The sector to watch out definitely is infrastructure. Any activity in the infrastructure space will have a trickledown effect in the economy. The impact is visible on HFC stocks, who are financiers to the housing segment which has been granted the ‘infrastructure’ status. Stocks of developers who are players in the affordable housing segment are already benefiting from the stock market momentum.
Other than infrastructure, the sectors that could gain from the Budget announcements include cement, consumer goods, pharma and real estate. Another theme to look out for is the IT sector, more so from the US political perspective, which is currently at a low valuation, and offers opportunity for good risk adjusted returns.

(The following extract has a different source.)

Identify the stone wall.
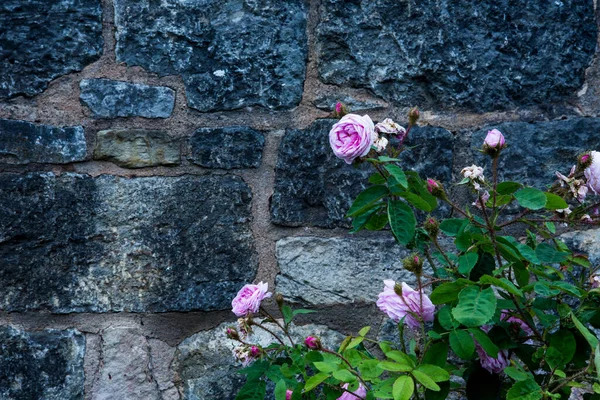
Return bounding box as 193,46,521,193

Shares of automobile companies and PSUs also witnessed decent gains, on back of announcements to boost rural incomes and ambitious targets to raise revenue through disinvestment.
The implementation of GST from July 2017, may cause some hiccups at the implementation process but such teething troubles will get resolved in a couple of quarters. Likewise, the rural focus is a positive outcome to selectively invest in stocks that will gain from activity in the rural sector.
Now that the Budget is behind us, it is time to shift the focus to execution, corporate earnings and global cues to factor in when selecting stocks and entering sectors. The Trump era is already posing trouble for the IT sector, and one should watch the market movements more closely.